Il donne en exemple Eve Online, un jeu en ligne multijoueur se déroulant dans un univers de science-fiction spatiale, doté d’une modélisation réaliste. 

Le comportement du joueur façonne la dynamique des populations et des communautés par le biais de rétroactions avec la configuration de l'habitat et les réseaux. « L’algorithme ne va pas reproduire des patrons prévisibles. C’est un jeu qui laisse une grande part à l’aléatoire, ce que l’on retrouve souvent dans la nature », décrit le chercheur.

Multijoueurs, multiples interactions

Les jeux vidéo multijoueurs permettent aux chercheurs de suivre les mouvements, les comportements, les interactions et les performances d'un grand nombre d’êtres humains et d’animaux confrontés à des défis écologiques dans un environnement facile à gérer.

Ces jeux offrent de plus des environnements réalistes, ainsi qu'un volume considérable d’interactions possibles. Car plus il y a de joueurs, plus ça devient complexe. 

Comme dans la vraie vie. Il est impossible « de prédire et d’anticiper par les modèles mathématiques » comment interagit un joueur moyen, parce qu’un joueur moyen, ça n’existe pas, note le Pr Montiglio. 

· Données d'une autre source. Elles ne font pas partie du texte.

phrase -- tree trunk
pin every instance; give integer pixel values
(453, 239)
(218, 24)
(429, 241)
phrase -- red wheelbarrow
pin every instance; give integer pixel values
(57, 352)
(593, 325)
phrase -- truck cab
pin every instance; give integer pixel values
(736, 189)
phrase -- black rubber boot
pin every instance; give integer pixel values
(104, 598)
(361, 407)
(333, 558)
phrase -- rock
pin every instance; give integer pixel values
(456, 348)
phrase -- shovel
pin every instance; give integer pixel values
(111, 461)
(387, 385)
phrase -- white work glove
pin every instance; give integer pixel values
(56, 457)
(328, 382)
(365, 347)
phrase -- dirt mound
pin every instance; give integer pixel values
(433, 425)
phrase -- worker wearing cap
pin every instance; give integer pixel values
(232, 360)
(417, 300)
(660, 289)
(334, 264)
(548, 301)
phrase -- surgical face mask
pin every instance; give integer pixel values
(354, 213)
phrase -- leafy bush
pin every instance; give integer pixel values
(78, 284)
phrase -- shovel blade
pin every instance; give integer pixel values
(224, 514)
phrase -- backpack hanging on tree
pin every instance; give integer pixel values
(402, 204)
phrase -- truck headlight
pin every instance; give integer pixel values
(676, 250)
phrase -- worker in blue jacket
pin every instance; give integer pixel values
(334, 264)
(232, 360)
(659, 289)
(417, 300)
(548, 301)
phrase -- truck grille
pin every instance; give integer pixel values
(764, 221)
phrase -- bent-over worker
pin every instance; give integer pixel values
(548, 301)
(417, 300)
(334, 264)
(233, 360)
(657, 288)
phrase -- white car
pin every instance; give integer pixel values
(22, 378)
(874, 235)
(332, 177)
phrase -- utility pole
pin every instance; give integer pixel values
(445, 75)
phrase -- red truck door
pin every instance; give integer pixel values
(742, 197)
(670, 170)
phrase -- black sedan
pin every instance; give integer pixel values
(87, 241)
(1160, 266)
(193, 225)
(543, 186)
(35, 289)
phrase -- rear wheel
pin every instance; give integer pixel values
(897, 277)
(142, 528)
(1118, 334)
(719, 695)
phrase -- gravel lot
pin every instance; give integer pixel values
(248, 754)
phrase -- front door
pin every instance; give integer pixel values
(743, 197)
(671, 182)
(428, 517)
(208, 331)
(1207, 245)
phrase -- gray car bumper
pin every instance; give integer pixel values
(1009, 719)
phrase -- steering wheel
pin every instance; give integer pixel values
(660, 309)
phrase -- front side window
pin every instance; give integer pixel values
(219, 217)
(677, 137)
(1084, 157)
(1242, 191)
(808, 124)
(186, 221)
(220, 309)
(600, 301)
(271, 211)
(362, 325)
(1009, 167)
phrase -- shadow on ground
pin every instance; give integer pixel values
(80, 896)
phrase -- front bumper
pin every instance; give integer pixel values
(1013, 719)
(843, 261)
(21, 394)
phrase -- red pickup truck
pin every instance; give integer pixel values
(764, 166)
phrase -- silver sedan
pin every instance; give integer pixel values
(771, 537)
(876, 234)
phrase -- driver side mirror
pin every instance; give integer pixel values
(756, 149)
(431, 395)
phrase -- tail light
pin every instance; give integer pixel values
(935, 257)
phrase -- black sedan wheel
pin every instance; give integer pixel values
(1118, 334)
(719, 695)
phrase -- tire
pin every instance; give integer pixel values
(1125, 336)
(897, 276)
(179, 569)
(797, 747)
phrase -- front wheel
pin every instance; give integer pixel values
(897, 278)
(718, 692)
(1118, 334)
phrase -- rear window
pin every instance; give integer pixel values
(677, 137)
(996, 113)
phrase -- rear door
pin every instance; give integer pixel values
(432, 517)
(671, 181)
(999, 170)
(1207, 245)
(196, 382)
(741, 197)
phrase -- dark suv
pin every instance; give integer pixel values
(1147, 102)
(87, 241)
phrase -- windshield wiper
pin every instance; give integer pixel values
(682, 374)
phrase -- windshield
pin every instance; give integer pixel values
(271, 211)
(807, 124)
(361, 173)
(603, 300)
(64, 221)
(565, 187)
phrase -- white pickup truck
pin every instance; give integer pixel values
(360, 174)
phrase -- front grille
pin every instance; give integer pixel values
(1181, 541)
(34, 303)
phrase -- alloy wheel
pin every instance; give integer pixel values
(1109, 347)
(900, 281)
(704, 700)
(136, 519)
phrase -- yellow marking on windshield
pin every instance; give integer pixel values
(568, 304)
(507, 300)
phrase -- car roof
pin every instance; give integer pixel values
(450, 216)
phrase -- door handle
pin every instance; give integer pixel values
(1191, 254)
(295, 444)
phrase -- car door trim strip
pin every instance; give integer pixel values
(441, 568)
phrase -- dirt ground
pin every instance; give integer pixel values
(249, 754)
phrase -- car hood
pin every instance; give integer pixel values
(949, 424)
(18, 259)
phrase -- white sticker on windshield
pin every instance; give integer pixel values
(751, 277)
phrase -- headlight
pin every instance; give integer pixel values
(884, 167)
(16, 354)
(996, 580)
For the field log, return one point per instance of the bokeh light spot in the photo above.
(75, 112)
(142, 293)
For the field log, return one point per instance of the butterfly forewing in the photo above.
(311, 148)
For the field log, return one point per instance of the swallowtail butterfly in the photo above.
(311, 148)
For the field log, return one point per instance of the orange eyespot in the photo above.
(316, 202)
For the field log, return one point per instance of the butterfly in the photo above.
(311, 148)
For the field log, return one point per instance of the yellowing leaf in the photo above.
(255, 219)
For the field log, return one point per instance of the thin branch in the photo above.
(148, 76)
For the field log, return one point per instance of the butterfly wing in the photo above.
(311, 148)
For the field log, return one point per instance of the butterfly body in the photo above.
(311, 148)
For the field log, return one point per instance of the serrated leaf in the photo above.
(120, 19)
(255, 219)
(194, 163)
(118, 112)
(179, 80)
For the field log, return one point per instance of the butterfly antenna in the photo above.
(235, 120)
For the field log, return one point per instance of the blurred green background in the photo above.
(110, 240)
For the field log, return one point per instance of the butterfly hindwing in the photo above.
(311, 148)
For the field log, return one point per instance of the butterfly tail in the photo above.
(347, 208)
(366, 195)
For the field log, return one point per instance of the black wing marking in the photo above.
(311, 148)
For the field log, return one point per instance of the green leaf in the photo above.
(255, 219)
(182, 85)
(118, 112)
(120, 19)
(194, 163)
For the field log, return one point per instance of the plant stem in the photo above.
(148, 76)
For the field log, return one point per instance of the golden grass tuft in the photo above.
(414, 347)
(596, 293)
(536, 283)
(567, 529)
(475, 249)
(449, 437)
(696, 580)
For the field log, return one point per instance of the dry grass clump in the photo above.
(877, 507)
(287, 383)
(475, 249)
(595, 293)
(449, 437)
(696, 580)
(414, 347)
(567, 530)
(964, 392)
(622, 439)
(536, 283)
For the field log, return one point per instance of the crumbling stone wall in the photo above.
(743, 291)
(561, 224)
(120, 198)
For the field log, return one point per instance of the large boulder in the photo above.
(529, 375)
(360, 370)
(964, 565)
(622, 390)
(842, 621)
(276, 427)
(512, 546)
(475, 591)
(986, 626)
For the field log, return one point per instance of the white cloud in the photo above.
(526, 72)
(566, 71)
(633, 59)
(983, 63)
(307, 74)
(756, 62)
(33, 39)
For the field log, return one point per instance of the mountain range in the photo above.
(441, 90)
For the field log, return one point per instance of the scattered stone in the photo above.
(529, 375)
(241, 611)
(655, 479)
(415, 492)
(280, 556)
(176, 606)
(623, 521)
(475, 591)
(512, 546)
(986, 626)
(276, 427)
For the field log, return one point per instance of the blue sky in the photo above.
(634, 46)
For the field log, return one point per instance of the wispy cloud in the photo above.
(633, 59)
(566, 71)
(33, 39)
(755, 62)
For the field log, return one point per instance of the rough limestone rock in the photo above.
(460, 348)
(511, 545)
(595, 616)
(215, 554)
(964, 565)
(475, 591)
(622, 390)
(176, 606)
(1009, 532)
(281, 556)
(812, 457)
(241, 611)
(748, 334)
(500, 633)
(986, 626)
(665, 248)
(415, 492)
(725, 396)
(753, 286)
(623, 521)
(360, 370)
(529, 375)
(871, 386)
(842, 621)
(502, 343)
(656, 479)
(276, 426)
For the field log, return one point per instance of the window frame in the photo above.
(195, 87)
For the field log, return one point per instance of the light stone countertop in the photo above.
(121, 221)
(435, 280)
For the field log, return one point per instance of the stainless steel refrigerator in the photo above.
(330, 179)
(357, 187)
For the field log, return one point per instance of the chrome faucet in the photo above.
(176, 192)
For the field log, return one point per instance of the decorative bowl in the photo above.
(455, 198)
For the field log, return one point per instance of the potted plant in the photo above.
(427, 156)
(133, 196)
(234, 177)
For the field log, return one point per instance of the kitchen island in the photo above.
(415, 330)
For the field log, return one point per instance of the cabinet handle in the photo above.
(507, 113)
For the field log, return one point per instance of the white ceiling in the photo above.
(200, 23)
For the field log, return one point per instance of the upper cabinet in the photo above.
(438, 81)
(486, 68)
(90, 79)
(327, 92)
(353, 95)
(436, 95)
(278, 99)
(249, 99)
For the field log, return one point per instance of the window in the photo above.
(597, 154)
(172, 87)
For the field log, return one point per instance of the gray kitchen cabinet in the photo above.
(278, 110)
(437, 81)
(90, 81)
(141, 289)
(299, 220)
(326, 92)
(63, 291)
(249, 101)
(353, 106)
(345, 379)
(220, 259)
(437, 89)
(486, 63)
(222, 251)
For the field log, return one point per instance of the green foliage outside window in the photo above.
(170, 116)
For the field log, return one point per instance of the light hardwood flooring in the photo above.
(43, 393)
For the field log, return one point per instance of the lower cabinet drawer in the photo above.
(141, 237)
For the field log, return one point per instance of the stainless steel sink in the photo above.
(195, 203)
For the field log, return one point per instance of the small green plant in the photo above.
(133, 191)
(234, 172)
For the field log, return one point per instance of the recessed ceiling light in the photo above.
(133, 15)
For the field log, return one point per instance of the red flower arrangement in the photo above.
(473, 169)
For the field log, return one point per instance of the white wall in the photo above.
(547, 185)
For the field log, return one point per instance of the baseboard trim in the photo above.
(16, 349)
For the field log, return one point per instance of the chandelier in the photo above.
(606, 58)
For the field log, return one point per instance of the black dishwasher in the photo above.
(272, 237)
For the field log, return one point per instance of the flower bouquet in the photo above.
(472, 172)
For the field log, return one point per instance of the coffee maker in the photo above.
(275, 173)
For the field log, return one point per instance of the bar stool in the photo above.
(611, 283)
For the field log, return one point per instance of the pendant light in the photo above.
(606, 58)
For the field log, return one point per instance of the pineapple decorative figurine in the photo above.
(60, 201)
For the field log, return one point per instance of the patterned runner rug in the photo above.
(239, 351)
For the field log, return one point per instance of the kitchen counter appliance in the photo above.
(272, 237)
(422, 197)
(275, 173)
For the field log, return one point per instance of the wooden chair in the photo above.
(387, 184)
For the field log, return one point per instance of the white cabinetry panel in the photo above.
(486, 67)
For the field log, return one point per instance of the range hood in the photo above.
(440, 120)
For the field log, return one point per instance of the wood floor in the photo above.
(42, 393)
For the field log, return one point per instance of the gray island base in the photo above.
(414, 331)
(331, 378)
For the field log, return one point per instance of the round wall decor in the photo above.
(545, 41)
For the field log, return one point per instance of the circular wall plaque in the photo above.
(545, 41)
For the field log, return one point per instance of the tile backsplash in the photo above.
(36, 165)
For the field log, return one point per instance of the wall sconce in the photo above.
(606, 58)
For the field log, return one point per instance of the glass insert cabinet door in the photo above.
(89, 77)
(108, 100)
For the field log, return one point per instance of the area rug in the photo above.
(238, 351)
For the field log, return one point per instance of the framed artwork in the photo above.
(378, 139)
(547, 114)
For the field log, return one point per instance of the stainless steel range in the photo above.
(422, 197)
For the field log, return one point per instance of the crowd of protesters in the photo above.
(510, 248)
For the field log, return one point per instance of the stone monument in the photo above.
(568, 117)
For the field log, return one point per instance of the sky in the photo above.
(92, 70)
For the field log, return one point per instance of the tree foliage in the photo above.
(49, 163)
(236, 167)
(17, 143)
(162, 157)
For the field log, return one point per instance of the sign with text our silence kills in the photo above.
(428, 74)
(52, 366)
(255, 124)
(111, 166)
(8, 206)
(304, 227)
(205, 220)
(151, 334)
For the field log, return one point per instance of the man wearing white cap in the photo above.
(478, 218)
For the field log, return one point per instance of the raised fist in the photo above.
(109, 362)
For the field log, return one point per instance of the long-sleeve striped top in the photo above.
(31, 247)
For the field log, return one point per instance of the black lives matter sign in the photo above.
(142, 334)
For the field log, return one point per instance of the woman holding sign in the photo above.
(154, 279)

Ces jeux pourraient même favoriser les progrès de la recherche sur les comportements et sur les interactions entre l’écologie et l’évolution: les données issues de ces jeux pourraient compléter les études de populations à long terme.

Par exemple, plutôt que de combattre, diverses stratégies sont explorées afin de conserver ou gagner une ressource ou une portion de territoire. « Nous pouvons les intégrer dans les modèles plus réalistes pour comprendre le comportement humain. Et c’est possible de les appliquer aux animaux, de rendre plus prédictive notre hypothèse », assure-t-il.

En plus, il faut reconnaître que les jeux vidéos forment une composante importante de la vie de bien des gens: certains y jouent deux ou fois par semaine. Et donc, cela contribue à mieux comprendre l’être humain. 

Des jeux comme Minecraft ou Space Engineers —axés sur la collecte et la transformation de ressources naturelles— « changent notre regard de proie/prédateur à mutualiste/coopération. Cela pourrait même permettre d’améliorer les jeux en les rendant plus réalistes », affirme encore le chercheur

« C’est programme de recherche que je connais et que je trouve valide, original et intéressant », commente le titulaire de la Chaire de recherche du Canada en biodiversité nordique, Dominique Berteaux.

Il existe certaines règles dans le fonctionnement du vivant qui s’appliquent aussi bien aux humains qu’aux animaux ou aux autres organismes, « si bien que l’étude des interactions dans les jeux vidéos peut être un modèle intéressant pour comprendre le fonctionnement du vivant en général », confirme ce professeur d’écologie.